If you can make any sense of this post, congratulations
If you've never had a girlfriend then you're doing something right because natural selection 2.0 only selects things that fail.
I know why humans mate in pairs anyway. The god of evolution, Zornok, designed it this way to troll us. He knows that individual humans are the only rational units, and the more people you add to a group, the stupider and more lulzy it becomes due to the law of averages pulling everyone down (ex. scientology, the government) with the exception of groups that learned how to spam images of goatse to keep out Joe Sixpacks and Jane Soccermom. If you get a girlfriend, she'll likely be a twitter using, horoscope reading, water dowsing, christian lady gaga fan. This will rub off on you, which is Zornok's plan to impede the progress of humanity for lulz.
For the entire animal kingdom, sex is sane and easy because you just rape whoever you want without complex artificial 'laws'. You know deep down, you still prefer bondage porn and girls with leashes, you pervert. I read somewhere that a number one fantasy of human females is to be raped. See, laws prevent both sexes from getting what they want :(. For elephants, only 'natural laws' exist in the form of competing males, but this all flows naturally because its deeply programmed into your genes. Enter humans who add an insane arms race of culture over everything, including courtship, and now the only way to get a girlfriend is to become a member of a boyband or wearing a tie 10 hours a day. Well, like grass should have said millions of years ago before they spent all that energy evolving tree trunks to out shade eachother, I don't even want to participate. If humanity is evil, I want as few of my genes as possible in it. They'll just be stolen and completely manipulated by some post singularity version of Oprah (via natural selection 2.0) or something, just like factory farm animals are exploited today. RRAAAWWWAAAGGHHH 9000 PENISSES, MUAH HA HA HA HA HA
Ok, end the troll portion of this post I guess. In reality I'm about 3 damn decades old and never had a girlfriend, despite being fairly nipple pinchingly cute. I guess that's to be expected when humanity introduces new humans to life with their jail slash school system, or as I like to call it, the body/mind/soul removing system. I graduated with an inability to make eye contact with any other people who I feared, some sort of autistic suicidal manic depression complex etc. So I'd definitely be completely destroyed in a real prison system where being raped with a shank is status quo by design, I assume, as some sort of US technique to use torture as a deterrent even though its officially 'illegal'. Its a miracle if anyone ever gets through school and adds anything positive to the world (and that's a big if since the world seems to solely go in a negative direction.. oh sorry, thanks founder of facebook for your cool invention!).
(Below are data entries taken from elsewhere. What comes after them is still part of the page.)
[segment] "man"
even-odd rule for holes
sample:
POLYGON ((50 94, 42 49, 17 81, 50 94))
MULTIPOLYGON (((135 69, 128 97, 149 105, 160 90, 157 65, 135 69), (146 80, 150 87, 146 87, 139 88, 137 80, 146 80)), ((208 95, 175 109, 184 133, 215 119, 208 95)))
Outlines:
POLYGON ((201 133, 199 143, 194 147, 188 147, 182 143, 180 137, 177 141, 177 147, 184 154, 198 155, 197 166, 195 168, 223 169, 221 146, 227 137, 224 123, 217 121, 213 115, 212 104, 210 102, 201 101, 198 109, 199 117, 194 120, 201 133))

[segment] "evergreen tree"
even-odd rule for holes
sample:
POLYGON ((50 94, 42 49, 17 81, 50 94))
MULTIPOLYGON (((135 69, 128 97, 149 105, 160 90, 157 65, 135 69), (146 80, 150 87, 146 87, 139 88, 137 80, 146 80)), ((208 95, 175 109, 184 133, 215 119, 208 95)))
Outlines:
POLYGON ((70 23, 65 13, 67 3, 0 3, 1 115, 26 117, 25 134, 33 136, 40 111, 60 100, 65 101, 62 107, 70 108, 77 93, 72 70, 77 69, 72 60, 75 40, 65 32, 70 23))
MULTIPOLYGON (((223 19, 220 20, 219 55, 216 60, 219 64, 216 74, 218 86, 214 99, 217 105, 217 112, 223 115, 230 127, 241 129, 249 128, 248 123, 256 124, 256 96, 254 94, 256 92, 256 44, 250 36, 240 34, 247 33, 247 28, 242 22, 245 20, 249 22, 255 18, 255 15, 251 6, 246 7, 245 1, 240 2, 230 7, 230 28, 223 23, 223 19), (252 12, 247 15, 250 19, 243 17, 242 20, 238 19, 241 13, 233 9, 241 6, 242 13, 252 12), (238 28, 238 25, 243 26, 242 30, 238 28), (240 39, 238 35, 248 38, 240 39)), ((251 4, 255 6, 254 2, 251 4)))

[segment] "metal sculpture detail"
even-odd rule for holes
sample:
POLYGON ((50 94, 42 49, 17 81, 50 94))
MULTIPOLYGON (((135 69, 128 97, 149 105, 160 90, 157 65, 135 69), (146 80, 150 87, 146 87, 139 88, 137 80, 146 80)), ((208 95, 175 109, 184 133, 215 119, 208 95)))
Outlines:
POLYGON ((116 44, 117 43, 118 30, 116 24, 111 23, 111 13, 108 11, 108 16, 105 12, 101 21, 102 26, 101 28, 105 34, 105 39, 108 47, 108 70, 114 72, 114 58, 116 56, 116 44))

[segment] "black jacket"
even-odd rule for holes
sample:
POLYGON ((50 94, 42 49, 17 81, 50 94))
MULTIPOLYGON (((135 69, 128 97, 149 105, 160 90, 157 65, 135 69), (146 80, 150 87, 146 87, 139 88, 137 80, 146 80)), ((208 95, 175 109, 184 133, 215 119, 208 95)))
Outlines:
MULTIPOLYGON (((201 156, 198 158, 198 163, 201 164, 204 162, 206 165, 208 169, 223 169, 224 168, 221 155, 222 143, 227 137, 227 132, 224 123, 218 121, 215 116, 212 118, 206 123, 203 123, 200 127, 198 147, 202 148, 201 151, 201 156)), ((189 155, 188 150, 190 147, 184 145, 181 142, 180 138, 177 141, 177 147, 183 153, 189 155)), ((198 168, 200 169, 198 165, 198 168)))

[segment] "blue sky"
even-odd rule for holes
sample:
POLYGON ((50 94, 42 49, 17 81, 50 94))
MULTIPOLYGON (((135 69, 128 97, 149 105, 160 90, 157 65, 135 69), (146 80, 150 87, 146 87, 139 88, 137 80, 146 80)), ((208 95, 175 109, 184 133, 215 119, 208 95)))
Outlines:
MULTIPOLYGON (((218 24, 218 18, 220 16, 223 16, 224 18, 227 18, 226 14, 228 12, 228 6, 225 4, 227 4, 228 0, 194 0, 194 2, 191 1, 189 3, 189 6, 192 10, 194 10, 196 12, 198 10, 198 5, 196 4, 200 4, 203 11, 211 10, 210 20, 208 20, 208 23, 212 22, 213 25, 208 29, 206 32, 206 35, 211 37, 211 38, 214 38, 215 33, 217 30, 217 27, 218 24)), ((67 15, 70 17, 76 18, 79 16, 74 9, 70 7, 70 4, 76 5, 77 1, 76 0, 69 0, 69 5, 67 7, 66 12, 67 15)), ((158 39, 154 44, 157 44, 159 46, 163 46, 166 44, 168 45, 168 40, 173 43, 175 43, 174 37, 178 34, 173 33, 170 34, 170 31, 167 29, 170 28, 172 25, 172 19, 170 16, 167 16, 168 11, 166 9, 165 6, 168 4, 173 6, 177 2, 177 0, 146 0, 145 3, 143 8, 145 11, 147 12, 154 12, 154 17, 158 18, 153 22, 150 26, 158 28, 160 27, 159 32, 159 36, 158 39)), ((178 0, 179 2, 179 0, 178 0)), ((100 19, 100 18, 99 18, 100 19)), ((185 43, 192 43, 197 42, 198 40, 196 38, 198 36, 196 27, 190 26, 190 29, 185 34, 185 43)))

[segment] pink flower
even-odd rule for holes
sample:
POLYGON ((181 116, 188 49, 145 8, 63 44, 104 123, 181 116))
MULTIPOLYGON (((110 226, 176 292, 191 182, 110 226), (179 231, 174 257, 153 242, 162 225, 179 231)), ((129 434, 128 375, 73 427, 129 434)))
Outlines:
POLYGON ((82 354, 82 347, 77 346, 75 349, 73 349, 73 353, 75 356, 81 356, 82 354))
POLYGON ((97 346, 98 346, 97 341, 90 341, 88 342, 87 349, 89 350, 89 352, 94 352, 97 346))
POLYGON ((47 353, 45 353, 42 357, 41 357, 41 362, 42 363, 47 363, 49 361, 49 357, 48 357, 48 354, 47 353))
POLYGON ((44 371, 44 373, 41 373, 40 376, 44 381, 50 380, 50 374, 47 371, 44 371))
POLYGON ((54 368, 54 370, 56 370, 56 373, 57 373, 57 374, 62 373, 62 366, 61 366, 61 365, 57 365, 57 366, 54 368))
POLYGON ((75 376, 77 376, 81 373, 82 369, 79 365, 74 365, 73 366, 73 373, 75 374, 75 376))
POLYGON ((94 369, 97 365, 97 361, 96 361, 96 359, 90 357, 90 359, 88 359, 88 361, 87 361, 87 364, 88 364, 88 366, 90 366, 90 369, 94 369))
I still hope anonymous destroys everything and becomes the singularity, maybe starting with operation empire state rebellion, assuming that's not some trick from elites with astroturfing software.
Anyway, recently I started lifting weights (you have to eat lots of complete protein such as rice+beans. Its easy because afaik the most effective way to grow muscle is to aim for about 3 sets of an exercise where you merely aim to choose a weight that exhausts you after 6 or so reps of 5 seconds up and 5 down.. takes minimal time per day) and it helps a lot with confidence. I think I might actually have a snowball's chance in hell of getting a girlfriend who is not imaginary. One thing I hate is how humans don't wear nametags with their age on it. So you have to be extremely cautious when approaching a girl, not knowing whether Chris Hansen will pop out and send you to 'A Place For Paedophiles' (see louis theroux documentary). Or her boyfriend might show up and beat you senseless. In new guinea, female birds of paradise reject males who have a single feather slightly ruffled the wrong way, I'm sure its the same with human females. They're judging every single one of your body cells when you miraculously have the courage to approach and will probably call the cops for harassment after you utter one syllable. There's a huge impenetrable wall of bullshit 'smalltalk' as some idiotic requirement for dating, not good for introverted shy people with performance anxiety. Though now, I'm financially fucked because the economy was destroyed by design.. the master cockblockers always find a way. Wanking isn't so bad actually, probably even better. Ok, I'm done making an idiot of myself for now.